By Brad Erickson
I’ve just begun a project working with the Arts Council Napa Valley to train their staff and board of directors on arts advocacy, with the goal of empowering the ACNV leadership to lead ongoing advocacy workshops in their community. It’s a terrific initiative, designed by the organization’s CEO Olivia Everett, and gives me a great reason to drive up to the wine country several times over the next few months.
In the initial meeting with the Arts Council’s board, I asked the group to share their personal visions of what the Valley could be and how the arts fit into making that vision a reality. Napa County is a complicated place. Technically part of the Bay Area, it can seem both a world away and a world apart. The Valley’s reputation is worldwide, and the county draws millions of visitors each year. They come for the wine, of course, and the food, the vistas and the nearly ever-present sunshine.
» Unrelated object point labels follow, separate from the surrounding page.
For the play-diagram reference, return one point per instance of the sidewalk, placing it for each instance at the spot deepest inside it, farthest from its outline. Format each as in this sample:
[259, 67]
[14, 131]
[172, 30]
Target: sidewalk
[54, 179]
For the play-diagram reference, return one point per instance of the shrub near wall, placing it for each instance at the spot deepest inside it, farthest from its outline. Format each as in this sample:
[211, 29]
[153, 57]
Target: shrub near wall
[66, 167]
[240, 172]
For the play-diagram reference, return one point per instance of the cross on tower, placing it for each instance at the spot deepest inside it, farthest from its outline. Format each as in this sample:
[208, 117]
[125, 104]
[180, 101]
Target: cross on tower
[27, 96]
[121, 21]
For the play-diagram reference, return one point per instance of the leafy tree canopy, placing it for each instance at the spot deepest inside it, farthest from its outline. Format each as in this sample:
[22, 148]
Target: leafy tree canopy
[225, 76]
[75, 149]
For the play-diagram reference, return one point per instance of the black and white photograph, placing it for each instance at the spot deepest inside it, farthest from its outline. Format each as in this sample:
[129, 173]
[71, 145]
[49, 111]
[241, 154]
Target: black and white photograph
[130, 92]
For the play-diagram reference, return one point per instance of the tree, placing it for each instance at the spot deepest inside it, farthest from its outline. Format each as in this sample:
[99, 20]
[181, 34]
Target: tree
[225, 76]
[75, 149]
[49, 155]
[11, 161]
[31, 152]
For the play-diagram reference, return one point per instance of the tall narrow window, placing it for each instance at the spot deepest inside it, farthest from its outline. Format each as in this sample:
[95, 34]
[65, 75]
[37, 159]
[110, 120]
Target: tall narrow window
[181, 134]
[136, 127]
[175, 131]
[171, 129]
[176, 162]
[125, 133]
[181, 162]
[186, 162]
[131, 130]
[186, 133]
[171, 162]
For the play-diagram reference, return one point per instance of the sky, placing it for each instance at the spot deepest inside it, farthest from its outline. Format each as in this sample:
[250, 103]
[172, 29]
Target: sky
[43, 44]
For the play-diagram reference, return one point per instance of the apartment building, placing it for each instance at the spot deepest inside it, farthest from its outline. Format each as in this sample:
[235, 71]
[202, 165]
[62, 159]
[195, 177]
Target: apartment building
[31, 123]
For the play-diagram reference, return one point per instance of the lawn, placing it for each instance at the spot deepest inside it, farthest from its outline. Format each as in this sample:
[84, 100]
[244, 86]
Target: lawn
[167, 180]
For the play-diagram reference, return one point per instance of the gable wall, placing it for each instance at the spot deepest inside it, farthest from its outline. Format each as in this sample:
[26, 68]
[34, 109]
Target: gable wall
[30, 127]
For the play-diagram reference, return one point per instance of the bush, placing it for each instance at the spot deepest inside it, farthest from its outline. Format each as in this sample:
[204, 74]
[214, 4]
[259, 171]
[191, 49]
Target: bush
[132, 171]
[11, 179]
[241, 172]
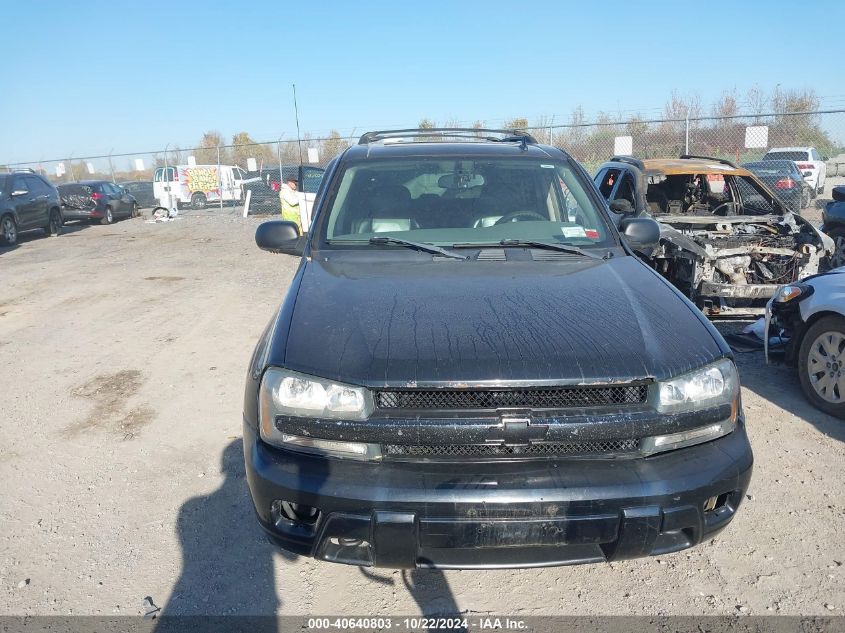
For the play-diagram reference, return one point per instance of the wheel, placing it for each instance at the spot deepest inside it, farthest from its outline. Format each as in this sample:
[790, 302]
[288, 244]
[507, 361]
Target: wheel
[198, 201]
[54, 226]
[821, 365]
[838, 237]
[8, 231]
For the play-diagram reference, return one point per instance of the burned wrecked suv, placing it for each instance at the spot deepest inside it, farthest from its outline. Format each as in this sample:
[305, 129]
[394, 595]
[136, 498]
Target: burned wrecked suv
[471, 368]
[727, 241]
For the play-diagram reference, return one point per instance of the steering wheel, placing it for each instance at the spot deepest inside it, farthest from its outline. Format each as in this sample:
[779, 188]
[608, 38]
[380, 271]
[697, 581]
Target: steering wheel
[727, 205]
[522, 213]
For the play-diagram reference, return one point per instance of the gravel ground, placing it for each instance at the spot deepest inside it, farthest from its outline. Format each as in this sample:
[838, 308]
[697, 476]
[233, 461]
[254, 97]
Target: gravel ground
[122, 355]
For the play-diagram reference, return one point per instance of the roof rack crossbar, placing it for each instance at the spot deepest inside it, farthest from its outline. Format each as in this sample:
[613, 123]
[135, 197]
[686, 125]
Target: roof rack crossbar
[516, 136]
[723, 161]
[636, 162]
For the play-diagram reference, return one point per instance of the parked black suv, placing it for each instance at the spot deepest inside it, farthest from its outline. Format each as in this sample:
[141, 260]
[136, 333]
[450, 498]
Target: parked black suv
[473, 369]
[100, 200]
[27, 201]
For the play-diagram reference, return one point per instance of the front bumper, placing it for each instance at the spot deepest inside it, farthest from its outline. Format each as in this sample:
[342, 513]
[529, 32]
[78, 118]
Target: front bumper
[497, 515]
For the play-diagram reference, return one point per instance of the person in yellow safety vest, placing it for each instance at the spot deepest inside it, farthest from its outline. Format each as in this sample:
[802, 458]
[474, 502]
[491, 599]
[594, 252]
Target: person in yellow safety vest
[290, 202]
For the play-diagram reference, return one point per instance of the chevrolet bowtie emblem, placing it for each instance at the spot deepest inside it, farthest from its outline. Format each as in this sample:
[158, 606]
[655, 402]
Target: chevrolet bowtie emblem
[516, 431]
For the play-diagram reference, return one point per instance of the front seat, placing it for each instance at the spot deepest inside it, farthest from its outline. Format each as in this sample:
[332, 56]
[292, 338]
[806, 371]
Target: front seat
[390, 210]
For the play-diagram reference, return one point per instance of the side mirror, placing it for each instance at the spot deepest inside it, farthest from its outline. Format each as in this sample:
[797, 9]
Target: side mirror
[622, 206]
[279, 236]
[640, 233]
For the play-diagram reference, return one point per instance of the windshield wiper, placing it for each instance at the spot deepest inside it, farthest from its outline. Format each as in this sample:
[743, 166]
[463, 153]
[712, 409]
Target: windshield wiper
[420, 246]
[563, 248]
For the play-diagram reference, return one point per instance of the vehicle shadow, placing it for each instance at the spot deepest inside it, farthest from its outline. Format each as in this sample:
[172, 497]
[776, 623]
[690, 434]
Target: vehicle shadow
[26, 237]
[429, 589]
[227, 562]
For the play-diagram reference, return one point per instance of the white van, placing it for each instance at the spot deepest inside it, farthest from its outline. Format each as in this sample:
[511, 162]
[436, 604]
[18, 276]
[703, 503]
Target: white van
[199, 185]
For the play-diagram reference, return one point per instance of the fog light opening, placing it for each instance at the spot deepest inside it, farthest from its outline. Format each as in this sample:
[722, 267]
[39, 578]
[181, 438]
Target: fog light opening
[295, 512]
[713, 504]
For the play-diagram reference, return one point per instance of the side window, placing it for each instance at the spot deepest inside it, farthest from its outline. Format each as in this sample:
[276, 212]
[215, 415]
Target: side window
[608, 180]
[35, 186]
[625, 191]
[20, 184]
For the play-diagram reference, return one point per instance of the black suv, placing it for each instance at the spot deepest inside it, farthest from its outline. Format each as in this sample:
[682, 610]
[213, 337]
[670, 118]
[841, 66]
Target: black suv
[100, 200]
[472, 368]
[27, 201]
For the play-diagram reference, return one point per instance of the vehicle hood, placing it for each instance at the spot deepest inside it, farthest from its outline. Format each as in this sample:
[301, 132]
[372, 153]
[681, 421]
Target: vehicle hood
[453, 323]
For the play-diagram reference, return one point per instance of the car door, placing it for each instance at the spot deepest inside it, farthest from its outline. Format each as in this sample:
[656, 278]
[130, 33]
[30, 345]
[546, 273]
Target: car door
[41, 212]
[26, 204]
[125, 199]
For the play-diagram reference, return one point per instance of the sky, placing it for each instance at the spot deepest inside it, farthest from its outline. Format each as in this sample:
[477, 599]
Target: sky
[95, 77]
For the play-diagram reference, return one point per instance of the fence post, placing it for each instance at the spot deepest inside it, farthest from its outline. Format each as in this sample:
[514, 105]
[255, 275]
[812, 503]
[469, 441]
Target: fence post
[219, 178]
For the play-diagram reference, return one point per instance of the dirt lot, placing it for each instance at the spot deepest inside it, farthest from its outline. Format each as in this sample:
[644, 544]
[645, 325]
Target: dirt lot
[122, 355]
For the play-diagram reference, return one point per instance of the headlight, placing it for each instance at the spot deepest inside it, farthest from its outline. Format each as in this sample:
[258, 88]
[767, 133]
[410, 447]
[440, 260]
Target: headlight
[791, 293]
[709, 386]
[290, 393]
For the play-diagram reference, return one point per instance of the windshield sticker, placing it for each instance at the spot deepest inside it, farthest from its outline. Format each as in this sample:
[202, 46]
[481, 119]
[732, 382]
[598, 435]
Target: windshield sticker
[573, 231]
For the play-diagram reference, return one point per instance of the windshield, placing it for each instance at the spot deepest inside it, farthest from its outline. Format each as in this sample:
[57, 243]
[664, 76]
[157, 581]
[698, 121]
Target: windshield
[772, 167]
[445, 202]
[792, 155]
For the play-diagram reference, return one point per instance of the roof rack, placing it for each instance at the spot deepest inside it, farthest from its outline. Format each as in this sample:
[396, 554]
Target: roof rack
[476, 134]
[713, 158]
[636, 162]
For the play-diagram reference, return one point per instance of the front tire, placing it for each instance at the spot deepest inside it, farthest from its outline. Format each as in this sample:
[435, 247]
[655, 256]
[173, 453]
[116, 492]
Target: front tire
[821, 365]
[198, 201]
[108, 218]
[8, 231]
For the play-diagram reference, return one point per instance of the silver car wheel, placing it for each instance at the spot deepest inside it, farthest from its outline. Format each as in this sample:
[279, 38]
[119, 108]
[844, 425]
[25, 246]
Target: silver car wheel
[826, 366]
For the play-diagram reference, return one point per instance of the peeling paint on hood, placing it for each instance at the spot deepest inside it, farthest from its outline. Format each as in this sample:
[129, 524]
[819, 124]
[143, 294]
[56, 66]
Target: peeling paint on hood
[418, 322]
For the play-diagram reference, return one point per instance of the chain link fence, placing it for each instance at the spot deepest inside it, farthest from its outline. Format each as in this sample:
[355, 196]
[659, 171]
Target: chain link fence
[221, 177]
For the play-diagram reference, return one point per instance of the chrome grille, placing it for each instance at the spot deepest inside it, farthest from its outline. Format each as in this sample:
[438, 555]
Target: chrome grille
[537, 449]
[532, 398]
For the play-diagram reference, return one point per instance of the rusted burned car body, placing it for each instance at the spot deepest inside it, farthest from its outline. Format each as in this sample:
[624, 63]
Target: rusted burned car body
[727, 241]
They come for what many on the Arts Council’s board referred to as “the good life.”
Seemingly pulled from the glossy pages of Conde Nast Traveler, for me that phrase immediately conjured images of affluent (white) people sipping wine on a sun-drenched terrace overlooking an idyllic scene—exactly what the Napa Chamber of Commerce might hope! The phrase seemed, at first hearing, steeped in privilege. And yet, it came up again and again. Apparently in this particular community, soaked in natural beauty, an ethos that declares that everyone, not just the well-heeled, deserves a chance to enjoy a “good life,” feels not so far-fetched.
For Napa County, with a third of its population living below the poverty line, that’s crucial. If the vision for Valley is, as one board member put it, to be “where life is good,” then life needs to be good for everyone. And the arts, in the view of the ACNV board, must play a crucial role in enriching the lives of all the county’s residents—as well as its many visitors. Art in the county, the board asserted, must be for all.
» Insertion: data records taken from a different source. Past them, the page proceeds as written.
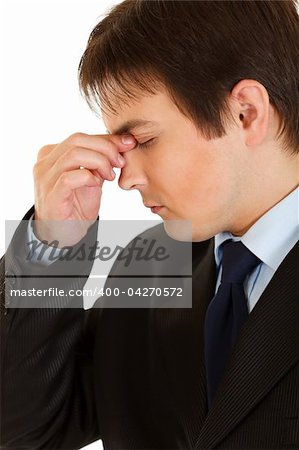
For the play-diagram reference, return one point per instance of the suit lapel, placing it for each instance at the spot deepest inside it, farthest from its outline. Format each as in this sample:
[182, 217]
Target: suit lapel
[266, 349]
[180, 344]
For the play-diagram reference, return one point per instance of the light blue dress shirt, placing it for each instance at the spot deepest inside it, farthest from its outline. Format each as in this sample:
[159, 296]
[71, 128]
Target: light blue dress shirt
[270, 238]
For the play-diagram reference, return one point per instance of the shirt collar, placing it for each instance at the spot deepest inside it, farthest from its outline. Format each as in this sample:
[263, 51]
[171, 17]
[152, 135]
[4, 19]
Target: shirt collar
[273, 236]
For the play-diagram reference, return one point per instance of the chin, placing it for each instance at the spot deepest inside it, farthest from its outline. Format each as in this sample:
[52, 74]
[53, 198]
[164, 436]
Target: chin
[180, 230]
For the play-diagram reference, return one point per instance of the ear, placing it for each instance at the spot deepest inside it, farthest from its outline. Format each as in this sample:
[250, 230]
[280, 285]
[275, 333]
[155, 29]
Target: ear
[252, 108]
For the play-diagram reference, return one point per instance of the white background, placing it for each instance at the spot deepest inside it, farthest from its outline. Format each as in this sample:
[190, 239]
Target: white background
[41, 45]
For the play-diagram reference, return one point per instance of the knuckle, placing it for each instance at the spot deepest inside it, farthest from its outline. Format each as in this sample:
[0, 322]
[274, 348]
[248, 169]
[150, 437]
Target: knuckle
[75, 138]
[36, 170]
[74, 154]
[64, 179]
[43, 151]
[111, 147]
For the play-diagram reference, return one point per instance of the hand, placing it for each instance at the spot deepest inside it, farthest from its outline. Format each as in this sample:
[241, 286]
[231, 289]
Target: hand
[67, 197]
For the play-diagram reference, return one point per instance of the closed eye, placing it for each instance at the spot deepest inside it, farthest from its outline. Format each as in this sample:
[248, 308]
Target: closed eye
[146, 144]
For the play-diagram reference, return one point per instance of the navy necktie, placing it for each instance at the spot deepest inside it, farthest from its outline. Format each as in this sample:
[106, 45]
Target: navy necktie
[227, 311]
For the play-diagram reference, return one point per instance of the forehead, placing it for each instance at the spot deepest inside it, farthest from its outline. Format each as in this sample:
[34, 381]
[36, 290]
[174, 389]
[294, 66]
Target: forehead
[145, 110]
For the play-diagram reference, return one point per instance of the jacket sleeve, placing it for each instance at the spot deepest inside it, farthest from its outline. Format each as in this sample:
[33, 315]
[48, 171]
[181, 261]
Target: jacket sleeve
[47, 386]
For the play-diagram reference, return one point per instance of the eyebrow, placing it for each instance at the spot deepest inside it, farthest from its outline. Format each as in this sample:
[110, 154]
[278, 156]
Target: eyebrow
[131, 125]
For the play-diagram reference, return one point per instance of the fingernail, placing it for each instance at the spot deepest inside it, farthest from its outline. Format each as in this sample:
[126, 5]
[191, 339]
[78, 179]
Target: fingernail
[121, 160]
[127, 139]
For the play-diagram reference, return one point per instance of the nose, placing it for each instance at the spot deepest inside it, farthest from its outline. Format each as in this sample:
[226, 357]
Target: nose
[132, 175]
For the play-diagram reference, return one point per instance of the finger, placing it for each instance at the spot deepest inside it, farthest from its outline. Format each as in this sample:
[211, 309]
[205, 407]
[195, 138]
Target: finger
[89, 159]
[44, 151]
[109, 145]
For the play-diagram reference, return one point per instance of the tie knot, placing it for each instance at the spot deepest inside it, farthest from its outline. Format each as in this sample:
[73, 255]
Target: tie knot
[237, 262]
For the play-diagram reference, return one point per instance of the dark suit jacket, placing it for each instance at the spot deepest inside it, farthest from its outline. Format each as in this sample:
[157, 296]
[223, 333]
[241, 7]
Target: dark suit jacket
[136, 378]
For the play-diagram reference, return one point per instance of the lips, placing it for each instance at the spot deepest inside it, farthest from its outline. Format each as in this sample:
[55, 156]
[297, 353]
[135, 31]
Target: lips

That’s a message that can resonate for the rest of us in the Bay Area as well. We know we live in one of the most affluent regions on the planet (there are now more “super-rich” people living in San Francisco than Los Angeles, despite the fact that L.A. is more than three times as populous as SF). And we know that the income gap between rich and poor in the Bay Area is more pronounced than almost anywhere in this country. Income disparity in the Bay Area is replicated in gaps in education, opportunity, health and public safety, as well as gaps in access to the arts.
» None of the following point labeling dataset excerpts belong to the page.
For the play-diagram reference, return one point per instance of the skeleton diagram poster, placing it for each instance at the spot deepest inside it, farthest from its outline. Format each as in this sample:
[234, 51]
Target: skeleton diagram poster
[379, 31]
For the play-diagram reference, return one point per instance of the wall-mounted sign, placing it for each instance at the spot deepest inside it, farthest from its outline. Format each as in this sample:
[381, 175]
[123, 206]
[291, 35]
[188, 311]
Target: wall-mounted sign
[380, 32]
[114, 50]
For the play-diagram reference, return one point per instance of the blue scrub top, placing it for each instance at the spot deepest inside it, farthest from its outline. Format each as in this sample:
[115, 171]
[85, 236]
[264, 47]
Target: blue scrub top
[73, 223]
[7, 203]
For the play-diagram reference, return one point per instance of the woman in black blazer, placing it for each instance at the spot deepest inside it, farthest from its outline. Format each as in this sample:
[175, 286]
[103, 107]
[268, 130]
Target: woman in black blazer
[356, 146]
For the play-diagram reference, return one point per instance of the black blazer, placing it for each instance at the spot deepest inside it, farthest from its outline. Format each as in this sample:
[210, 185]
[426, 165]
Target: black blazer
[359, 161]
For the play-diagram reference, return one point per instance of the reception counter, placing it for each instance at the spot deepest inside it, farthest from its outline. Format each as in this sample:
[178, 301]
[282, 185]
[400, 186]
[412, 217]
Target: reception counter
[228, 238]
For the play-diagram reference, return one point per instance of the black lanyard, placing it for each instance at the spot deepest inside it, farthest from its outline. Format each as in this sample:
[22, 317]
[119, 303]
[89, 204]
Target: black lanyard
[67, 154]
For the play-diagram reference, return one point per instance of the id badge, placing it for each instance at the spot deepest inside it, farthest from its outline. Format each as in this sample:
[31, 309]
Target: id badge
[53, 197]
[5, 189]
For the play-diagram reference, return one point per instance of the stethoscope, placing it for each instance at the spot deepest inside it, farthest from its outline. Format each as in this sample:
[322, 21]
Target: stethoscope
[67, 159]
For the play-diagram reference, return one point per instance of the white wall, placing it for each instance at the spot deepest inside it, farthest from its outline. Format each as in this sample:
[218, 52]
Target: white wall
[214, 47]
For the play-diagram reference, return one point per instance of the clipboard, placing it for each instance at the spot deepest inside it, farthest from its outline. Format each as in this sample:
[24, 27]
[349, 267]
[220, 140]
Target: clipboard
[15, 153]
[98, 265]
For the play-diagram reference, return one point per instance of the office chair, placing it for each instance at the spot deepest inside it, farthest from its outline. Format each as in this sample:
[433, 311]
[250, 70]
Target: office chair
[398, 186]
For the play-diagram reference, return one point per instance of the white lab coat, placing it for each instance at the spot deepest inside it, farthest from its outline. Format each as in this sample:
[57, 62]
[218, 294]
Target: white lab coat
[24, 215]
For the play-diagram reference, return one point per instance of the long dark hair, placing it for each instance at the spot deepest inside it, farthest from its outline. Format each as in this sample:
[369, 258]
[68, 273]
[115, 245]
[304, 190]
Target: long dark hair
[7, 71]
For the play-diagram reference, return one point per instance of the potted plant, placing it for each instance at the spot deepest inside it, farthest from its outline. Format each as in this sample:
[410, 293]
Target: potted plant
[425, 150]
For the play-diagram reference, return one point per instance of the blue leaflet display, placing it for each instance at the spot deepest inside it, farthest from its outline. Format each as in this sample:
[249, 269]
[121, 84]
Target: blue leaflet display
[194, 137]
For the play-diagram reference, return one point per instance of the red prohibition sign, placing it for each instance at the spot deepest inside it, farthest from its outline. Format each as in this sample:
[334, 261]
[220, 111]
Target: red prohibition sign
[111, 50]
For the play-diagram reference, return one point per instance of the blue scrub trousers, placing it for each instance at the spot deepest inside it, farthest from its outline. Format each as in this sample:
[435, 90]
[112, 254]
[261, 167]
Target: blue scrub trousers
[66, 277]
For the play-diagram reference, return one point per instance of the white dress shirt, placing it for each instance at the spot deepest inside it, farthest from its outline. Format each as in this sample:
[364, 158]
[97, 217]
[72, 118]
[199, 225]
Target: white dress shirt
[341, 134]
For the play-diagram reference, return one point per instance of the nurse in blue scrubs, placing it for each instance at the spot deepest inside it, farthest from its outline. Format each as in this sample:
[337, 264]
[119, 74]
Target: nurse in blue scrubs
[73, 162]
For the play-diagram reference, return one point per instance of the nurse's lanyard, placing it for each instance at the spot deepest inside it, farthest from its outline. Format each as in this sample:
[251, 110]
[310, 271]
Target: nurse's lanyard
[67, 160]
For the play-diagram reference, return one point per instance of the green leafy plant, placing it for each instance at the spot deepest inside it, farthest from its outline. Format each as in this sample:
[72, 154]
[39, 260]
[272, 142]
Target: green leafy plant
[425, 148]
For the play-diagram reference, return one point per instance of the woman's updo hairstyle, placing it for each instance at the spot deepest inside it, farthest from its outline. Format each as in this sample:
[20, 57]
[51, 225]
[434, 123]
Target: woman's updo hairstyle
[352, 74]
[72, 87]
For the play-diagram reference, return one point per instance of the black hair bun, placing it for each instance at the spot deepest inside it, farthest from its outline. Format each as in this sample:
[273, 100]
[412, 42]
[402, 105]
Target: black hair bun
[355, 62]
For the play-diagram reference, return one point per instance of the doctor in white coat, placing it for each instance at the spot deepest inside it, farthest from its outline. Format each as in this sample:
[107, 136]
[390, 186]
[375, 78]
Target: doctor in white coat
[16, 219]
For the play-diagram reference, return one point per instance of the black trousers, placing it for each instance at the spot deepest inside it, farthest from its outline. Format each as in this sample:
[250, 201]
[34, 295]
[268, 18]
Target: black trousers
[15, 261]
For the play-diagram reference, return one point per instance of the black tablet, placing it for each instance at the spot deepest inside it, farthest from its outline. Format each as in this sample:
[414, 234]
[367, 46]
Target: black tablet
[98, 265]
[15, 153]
Bridging the gap in access to the arts is where arts advocacy becomes an issue of social justice—because the arts, as we have made the case to policy makers so many times, really do make a difference in people’s lives and their communities. Bridging the gap in access to theatre is where our work as theatre-makers (and theatre supporters) becomes an act of social justice, a way of making the entire Bay Area a place “where life is good.” For everyone.
Brad Erickson is executive director of Theatre Bay Area.